Welcome back! Today I’ll be exploring a part of our by now favorite paper “A Marketplace for Data: An Algorithmic Solution” by Anish Agarwal, Munther Dahleh, and Tuhin Sakar (2019)¹. I’ll be exploring their method for revenue distribution, and to do this, we have to first understand a concept from cooperative game theory called Shapley values (named after Lloyd Shapley of Nobel Prize-fame). You might have heard of Shapley values before if you’re into machine learning, since Shapley values are also an often used tool in machine learning interpretability. So, let’s get into it!

shapley values

Cooperative game theory is about games where players can construct groups (“coalitions”), where some external factor ensures cooperation inside the group. In cooperative game theory the analysis is focused on how coalitions form and what payout the coalition receives, or sometimes, what cost the coalition incurs. A good example of a game in cooperative game theory is sharing a taxi ride. Say three people are going home from a party together. Their houses are in a row, but at different distances from their venue. Here, the partygoers (players) can all save money by grouping up and splitting the taxi. The cost of a “coalition” (group of partygoers) is the total cost of the taxi taking that entire group home. The group where all players are cooperating is known as the “grand coalition”.

The Shapley value is a way to distribute the payouts (or costs) from a cooperative game in a way generally understood to be fair. Each player receives a Shapley value, which is the fraction of the payout or cost that goes to them. The four defining properties of the Shapley value are:

Balance: The sum of the Shapley values of all the players is equal to the payout of the grand coalition. This means that in a payout sense all the money earned by the coalition is distributed among the players.
Symmetry: If two players have the same effect in all coalitions, then their Shapley value is the same. E.g. if in the taxi situation two people lived in the same house, they have the same Shapley value.
Zero Element / Null Player: If a player has no effect on the payout or cost, then their Shapley value is zero.
Additivity: If you have a game where all payouts are equal to the payouts of two other games added together, then every player’s Shapley value is equal to the sum of their Shapley values in the two other games.

The Shapley value is the only way to distribute payouts that fulfills these four properties. Shapley values can be calculated by looking at all possible orderings of all players, and noting the change in total payout when adding in every single player. You would think that balance is an extremely natural feature, but Agarwal et al. in fact end up losing the balance property in their payment distribution method. As a side note, there are in fact two different kinds of Shapley values when dealing with machine learning models, interventional and observational. I won’t get more into this difference, but know that the paper and I will only look at observational Shapley values today.

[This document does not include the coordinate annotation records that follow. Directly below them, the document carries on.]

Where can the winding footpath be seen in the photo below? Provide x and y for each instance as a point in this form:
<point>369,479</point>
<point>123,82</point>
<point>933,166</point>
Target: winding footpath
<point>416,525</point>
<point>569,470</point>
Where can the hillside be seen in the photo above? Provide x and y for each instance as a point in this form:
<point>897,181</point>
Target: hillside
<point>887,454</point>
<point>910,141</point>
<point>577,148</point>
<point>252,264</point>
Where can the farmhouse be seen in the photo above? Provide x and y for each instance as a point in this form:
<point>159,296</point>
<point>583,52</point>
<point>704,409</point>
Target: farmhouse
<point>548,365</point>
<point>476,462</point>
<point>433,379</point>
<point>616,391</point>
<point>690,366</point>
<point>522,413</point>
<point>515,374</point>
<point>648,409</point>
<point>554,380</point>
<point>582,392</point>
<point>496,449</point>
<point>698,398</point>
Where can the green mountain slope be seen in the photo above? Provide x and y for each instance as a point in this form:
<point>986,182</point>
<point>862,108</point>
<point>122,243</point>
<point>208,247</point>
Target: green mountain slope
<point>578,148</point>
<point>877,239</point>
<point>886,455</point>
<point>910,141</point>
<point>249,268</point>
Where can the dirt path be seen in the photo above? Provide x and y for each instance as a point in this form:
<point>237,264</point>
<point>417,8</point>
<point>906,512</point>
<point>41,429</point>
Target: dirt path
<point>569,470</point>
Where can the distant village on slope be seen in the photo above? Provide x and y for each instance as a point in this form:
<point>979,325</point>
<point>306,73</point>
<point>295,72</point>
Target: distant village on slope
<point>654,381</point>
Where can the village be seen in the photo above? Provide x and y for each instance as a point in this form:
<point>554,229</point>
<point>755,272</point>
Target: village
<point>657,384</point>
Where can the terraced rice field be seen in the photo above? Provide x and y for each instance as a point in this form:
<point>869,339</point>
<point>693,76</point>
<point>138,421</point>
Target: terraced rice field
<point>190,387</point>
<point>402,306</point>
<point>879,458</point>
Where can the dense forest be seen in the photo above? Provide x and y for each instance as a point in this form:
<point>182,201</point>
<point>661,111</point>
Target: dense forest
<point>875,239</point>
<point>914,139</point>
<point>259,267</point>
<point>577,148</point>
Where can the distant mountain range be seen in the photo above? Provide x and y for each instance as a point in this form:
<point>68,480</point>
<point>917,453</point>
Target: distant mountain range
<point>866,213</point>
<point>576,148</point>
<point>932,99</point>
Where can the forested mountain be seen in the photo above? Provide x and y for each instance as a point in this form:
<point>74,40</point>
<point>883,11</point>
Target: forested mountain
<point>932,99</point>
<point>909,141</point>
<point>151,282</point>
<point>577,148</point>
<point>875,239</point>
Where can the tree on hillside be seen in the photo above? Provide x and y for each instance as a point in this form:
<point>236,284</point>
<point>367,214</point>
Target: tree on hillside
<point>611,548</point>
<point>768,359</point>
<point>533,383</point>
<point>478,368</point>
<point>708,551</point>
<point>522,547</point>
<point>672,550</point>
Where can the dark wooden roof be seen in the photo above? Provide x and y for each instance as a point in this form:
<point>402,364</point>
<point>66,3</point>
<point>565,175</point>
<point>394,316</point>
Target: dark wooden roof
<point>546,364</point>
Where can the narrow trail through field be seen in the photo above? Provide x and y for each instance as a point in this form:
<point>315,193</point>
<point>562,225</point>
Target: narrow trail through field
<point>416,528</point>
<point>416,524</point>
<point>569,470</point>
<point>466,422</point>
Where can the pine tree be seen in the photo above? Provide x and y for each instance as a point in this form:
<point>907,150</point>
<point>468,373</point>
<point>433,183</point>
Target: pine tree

Remember again the situation that we’re looking at. We have an auction-driven data marketplace with buyers and sellers. We’re interested in figuring out how to distribute the payment of the buyers between the sellers. The full model has several buyers and several sellers, but we will see the situation from the sellers’ perspective with a single, fixed buyer. The sellers provide features for sale on the marketplace, and the market needs to pay them for the features they provide. To do this, we’ll use Shapley values, and the “players” will be the features sold by the sellers in the market

agarwal et al.’s revenue distribution

Et al. is such a silly way to write “and others”. Anyway, the revenue distribution in the paper is based on Shapley values. The paper defines a monotonic non-decreasing gain function from increased quality of prediction, i.e. the buyer in the marketplace has to specify how much monetary gain they experience from an increase in prediction quality. The owners of the features are then paid based on the resulting Shapley values when creating coalitions of features and measuring increase in prediction quality when retraining the machine learning model on the coalitions of feature sets. By also assuming that adding models always improves precition quality, the paper guarantees that the optimal coalition will be the grand coalition of all features

The method incentivizes all sellers to provide their best features for the task at hand. If there were a fixed amount of sellers who can each only supply one feature, the method would also give a fair payout to the sellers as understood by the Shapley value. Unfortunately, using Shapley values directly does not work in practice due to replication of features. If we have two participants Alex and Brody who have the same single feature for sale in the market, they will under Shapley value payment receive the same payment, let’s say there’s a total payment of 1€ and they each receive \(\frac 1 2\)€. Now, Alex duplicates his feature and sells the exact same feature again in the market. Under Shapley value payouts, Alex now receives a total payment of \(\frac 2 3\)€, and Brody only receives \(\frac 1 3\)€. But this isn’t fair! Now, Alex receives a higher payout than Brody even though they both contribute the exact same to the market. In response to this, the paper introduces a new fifth fairness property, robustness to replication, saying that no market participant can increase their part of the pie just by replicating their own features.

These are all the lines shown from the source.